Wait for the promise of the Father," Acts 1:4. Jesus was making reference to the words of John 14:16 and Luke 24:49. Jesus really was saying to the disciples: "Don't start your ministry by yourselves. Don't hurry up. You need the proper qualification. So wait." Those words were both a command and a promise. How the hearts of those first intern evangelists must have been thrilled when Jesus said: "Ye shall be baptized with the Holy Ghost not many days hence." These men had been in the graduate course with our Lord as Teacher for forty days. He had been unfolding to them the great program of the future. They did not and could not at that time fully comprehend the meaning of His words, but true to His promise these and more than one hundred other disciples were embued with supernatural power. And what tremendous things they accomplished for God in the next few years.
These were ordinary men and women by nature, but with the coming of the Spirit fear turned to courage and anxiety to confidence. The experience of that group is what every elder for God around the world needs and longs for.
Community
The Holy Spirit took that group and first molded it into a community, then into an invincible force. The church is not just a society of culture, it is a fellowship of Spirit-empowered men and women. The disciples had not always been united. But the coming of the Spirit made all the difference. We read: "With great power gave the apostles witness of the resurrection of the Lord Jesus: and great grace was upon them all." (Acts 4:33). And they"were of one heart and of one soul" (Acts 4:32). When they preached they not only set forth the his toric facts of Christ's resurrection but they revealed that the resurrection was a real experience in their own lives. They, themselves, had died to sin and had been raised to a new life in Christ Jesus. When they preached they were not lecturing on world problems, they were setting forth a living Christ in all His majesty and power.
Qualification
The educated classes of that day spoke of them as "unlettered and ignorant men." That is to say, they held no academic degrees from the schools. But they had something no school of the world could give.

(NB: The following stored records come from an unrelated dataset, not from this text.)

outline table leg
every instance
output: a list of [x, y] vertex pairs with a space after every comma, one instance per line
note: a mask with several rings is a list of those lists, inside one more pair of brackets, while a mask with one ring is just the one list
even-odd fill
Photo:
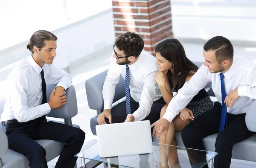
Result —
[[210, 160], [209, 165], [209, 168], [213, 168], [213, 158], [212, 158]]
[[108, 158], [107, 159], [108, 160], [108, 168], [111, 168], [111, 164], [110, 163], [110, 158]]
[[86, 168], [86, 166], [85, 165], [85, 159], [84, 158], [84, 153], [82, 153], [82, 156], [81, 157], [81, 162], [82, 162], [82, 168]]

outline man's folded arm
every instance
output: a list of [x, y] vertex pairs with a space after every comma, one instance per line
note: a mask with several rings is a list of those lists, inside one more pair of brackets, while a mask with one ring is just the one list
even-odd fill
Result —
[[208, 73], [207, 67], [202, 66], [172, 99], [163, 118], [171, 122], [194, 96], [211, 81]]
[[19, 122], [32, 120], [49, 113], [51, 110], [48, 103], [29, 107], [27, 104], [29, 78], [20, 72], [16, 75], [13, 80], [10, 80], [9, 86], [12, 88], [9, 91], [11, 102], [15, 119]]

These, on whom the Spirit came, moved into a miraculous ministry that compelled the world to listen. With confidence they could say to one who had been a cripple from birth: "Silver and gold have I none; but such as I have give I thee: In the name of Jesus Christ of Nazareth rise up and walk." Not only did he rise, he leaped to his feet and "entered with them into the temple, walking, and leaping, and praising God" (Acts 3:6,8).
Result
The crowd demanded an answer, and the preachers were ready to give it. Again they turned the multitude's attention to Jesus, who had been crucified and buried but who had risen from the grave and was now at the right hand of God. Thus it was in the beginning of the apostolic church. The book of Acts does not give many statistics. In fact, this is the last record we have of specific numbers. Converts were coming in so quickly they could not tabulate the results. When things are really moving statistics mean little, for they are out of date almost immediately. And things were surely moving in those days. It has been said: "The church was born in a storm, moved on in a cyclone, and swept the field like a tornado."
In Our Time
But those scenes are to be repeated in our own day. To speak about the Holy Spirit is not enough, we must receive Him. Are we preparing our hearts and our dear people in the churches to receive Him? Or are we secretly satisfied with ourselves and our accomplishments? Ponder these words: "the reason why there is so little of the Spirit of God manifested is that ministers learn to do without it." Testimonies, vol. 1, p. 383.

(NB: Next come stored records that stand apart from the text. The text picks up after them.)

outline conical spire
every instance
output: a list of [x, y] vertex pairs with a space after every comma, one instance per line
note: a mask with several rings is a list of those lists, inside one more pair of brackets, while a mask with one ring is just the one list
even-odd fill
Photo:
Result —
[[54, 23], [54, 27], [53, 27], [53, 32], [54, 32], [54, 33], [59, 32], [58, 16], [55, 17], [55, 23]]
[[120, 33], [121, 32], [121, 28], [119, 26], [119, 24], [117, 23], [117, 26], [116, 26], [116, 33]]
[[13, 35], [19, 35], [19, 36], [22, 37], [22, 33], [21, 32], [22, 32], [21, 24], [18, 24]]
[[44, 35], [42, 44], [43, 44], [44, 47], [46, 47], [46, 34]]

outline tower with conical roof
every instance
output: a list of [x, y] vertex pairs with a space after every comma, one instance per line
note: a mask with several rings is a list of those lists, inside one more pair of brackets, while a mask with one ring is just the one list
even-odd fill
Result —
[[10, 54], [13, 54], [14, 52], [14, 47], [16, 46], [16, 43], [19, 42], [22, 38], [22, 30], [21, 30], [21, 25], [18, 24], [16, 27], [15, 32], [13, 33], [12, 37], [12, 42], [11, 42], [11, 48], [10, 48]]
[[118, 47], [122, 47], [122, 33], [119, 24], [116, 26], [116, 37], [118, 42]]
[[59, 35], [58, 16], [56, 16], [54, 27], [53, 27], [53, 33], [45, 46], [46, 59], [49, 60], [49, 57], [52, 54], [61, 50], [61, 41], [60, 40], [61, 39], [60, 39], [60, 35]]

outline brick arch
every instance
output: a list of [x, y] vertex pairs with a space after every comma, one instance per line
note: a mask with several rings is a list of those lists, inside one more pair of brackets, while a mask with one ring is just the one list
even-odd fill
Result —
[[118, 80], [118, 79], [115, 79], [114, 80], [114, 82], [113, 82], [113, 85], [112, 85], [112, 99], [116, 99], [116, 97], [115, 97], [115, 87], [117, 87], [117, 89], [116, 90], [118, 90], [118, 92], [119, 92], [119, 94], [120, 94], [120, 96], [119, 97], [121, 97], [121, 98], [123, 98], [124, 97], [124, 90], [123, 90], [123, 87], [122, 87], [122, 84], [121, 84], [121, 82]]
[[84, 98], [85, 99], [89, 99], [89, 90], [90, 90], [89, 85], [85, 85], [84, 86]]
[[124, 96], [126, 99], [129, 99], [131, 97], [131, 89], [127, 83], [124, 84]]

Can we think of anything more tragic than for men, who have been elected to be elders, content to get along without the power and direction of the Holy Spirit? We need the Holy Spirit in both the former and the latter rain; the former to bring our lives into conformity with God's holy will and the latter to empower us for service.
When John the Baptist preached, multitudes responded. His was a message of repentance. It was the former rain preparing them for a greater experience to come. The reformer himself was looking forward to the time when the One he was proclaiming would baptize His people with fire. Poor John never lived to see the fulfillment of that. But his disciples, Andrew and John, who were with him at the Jordan when he made that prediction, not only witnessed its fulfillment but they themselves became firebrands for God. Greater than the water baptism of repentance was their fire baptism of power.
God wants to make every herald of the Advent hope a firebrand. Nothing short of that will finish His work in the world. In this great hour this should be our constant prayer: "Baptize us, O Lord, in Thy Spirit. Empower us for Thy service and prepare Thy church for the greatest ingathering of souls in all history."
No greater blessing could ever come to an elder of God's people than to be among those on whom the Spirit came.